Huit entreprises mécènes de Liège, regroupées dans le collectif Co-legia de Prométhéa, ont décidé de soutenir la Triennale d’Art public en finançant la production et l’installation d’une œuvre dans le parcours.

Le Prix Co-legia se veut être un levier pour les initiatives artistiques, culturelles et innovantes, accessibles à tous, dans le Grand Liège. Constitué de huit entreprises liégeoises, ce collectif attribue chaque année un soutien de plus de 10 000 euros.

La Triennale d’Art public de Liège a lieu du 31 juillet au 31 octobre 2020. Pendant 3 mois, 18 œuvres sont accessibles gratuitement dans le centre-ville de la Cité ardente. Co-legia a choisi de soutenir l’artiste Eva Evrard en particulier et de lui consacrer la première partie du prix, soit 6.000 euros, pour son œuvre Presse. Il s’agit de 50 pièces en céramique qui représentent toutes un nez et une bouche. Elles seront placées autour du croisement des rues Sœurs-de-Hasque, Saint-Paul et Bonne Fortune. 

Au-delà de la création artistique, Co-legia a été sensible aux réflexions de l’artiste qui ont mené à cette réalisation originale. 
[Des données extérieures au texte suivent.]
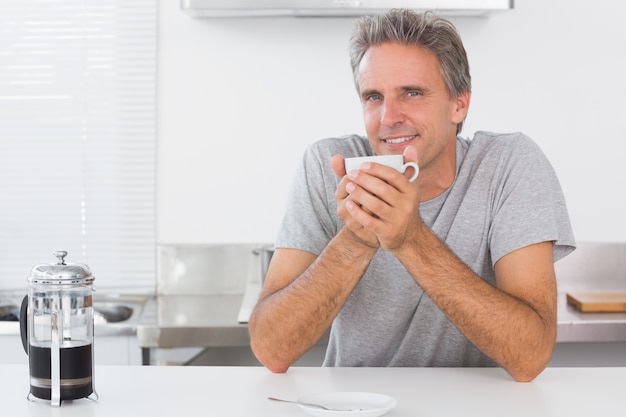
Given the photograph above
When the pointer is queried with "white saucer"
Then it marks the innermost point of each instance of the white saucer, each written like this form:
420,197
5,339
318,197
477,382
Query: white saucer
363,404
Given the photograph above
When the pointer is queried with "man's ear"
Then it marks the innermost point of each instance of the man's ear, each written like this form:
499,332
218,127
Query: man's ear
461,107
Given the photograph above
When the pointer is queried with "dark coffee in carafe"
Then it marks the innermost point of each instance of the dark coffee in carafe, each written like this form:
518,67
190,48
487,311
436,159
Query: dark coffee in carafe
56,325
76,372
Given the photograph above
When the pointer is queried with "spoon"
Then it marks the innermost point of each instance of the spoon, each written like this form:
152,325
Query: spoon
301,403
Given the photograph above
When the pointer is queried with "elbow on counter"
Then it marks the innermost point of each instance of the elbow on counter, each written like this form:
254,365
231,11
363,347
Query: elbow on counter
531,368
268,359
265,354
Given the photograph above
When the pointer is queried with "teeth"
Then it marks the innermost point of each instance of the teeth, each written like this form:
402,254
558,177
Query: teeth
399,140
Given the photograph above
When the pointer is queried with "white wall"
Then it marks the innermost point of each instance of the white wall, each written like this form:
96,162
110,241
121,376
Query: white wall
239,100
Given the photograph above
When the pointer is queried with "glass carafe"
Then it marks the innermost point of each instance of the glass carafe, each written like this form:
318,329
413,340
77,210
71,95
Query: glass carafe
58,331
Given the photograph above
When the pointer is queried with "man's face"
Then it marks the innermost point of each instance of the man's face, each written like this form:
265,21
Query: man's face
405,101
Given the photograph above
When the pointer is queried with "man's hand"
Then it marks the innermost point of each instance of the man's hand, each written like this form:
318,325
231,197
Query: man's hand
377,203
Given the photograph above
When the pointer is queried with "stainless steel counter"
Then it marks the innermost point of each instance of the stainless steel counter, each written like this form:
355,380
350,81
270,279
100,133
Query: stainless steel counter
207,321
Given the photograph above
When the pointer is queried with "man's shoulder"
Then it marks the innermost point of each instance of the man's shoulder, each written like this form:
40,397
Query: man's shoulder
490,143
502,140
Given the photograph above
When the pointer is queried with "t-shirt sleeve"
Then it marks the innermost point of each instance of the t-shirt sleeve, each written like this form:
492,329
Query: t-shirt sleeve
308,220
529,206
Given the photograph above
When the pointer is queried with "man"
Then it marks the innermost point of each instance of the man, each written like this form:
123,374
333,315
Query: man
454,269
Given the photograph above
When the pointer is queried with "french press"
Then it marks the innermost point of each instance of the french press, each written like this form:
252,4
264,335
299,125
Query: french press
56,325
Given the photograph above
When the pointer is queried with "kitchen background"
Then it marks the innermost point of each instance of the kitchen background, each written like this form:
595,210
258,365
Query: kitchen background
239,100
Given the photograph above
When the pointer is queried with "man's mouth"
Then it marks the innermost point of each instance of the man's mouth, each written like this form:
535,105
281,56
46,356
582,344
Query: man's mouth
399,140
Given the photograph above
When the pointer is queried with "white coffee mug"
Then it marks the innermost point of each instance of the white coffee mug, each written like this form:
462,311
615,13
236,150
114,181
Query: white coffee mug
393,161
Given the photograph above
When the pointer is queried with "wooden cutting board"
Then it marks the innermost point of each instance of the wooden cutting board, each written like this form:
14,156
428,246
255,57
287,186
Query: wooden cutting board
598,302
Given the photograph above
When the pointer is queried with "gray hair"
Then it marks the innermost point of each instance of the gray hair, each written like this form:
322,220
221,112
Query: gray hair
408,27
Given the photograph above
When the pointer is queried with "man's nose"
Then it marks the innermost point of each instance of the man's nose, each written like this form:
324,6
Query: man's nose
391,113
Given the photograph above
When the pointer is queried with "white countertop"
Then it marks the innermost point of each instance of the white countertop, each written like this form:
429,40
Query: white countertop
243,391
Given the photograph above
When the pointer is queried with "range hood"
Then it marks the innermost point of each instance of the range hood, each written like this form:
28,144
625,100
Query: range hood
335,8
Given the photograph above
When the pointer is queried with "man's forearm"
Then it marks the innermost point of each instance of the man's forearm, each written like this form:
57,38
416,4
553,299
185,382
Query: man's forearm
288,321
516,332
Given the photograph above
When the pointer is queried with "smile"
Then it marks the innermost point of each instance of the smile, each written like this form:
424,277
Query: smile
400,140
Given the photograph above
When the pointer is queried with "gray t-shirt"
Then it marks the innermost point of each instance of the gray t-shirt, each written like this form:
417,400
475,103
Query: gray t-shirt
505,196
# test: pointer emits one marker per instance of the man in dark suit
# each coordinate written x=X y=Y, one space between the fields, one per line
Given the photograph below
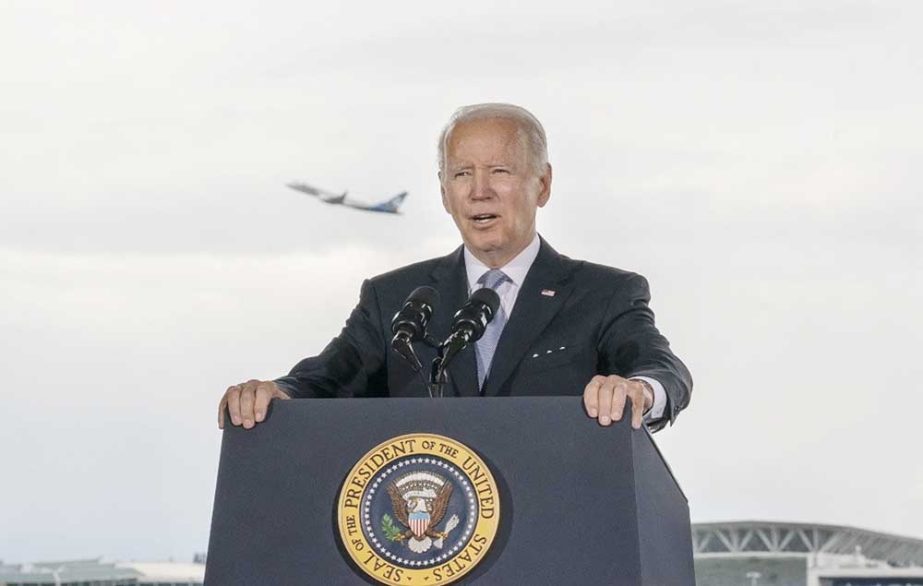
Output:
x=564 y=326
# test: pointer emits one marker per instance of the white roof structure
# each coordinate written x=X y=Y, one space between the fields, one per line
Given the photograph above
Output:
x=772 y=552
x=167 y=572
x=753 y=537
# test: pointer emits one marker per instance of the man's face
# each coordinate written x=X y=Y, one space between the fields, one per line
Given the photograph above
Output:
x=491 y=188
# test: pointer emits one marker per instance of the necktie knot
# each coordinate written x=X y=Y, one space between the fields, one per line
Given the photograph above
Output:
x=493 y=279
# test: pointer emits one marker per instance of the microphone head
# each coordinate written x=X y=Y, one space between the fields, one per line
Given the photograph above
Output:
x=473 y=317
x=410 y=321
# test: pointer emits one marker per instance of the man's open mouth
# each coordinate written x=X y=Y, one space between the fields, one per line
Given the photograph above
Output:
x=483 y=218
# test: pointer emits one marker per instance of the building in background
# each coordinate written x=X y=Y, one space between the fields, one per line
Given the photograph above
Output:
x=766 y=553
x=95 y=572
x=739 y=553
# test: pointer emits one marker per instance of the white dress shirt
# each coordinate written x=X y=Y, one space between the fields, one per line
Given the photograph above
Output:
x=516 y=270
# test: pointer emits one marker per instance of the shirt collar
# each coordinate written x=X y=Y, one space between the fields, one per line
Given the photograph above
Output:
x=516 y=269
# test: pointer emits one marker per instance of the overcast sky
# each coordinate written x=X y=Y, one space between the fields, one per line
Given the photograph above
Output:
x=760 y=163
« Les murs ont des oreilles, dit-on; ici, ils ont un nez et une bouche. Prisonniers de la pierre, ces visages semblent exprimer la recherche désespérée d’une échappatoire pour pousser un ultime cri. Ont-ils quelque terrible secret à divulguer avant leur disparition dans la gangue qui les enveloppera bientôt ? Dans leur fragilité, leur gratuité, leur susceptibilité au temps, à la dégradation ou au vol, ces pièces sont les témoins éphémères d’un “ici et maintenant” citadin », nous explique Eva Evrard. L'artiste souhaite générer des interactions, avec les habitants du quartier d’abord, qu’elle a rencontrés lors de la pose des pièces sur les murs; avec le public ensuite, qui est amené à s’interroger sur le statut de l’œuvre d’art, les fondements de sa valeur et de son utilité, le rapport direct et intime entre l’œuvre et le regardeur.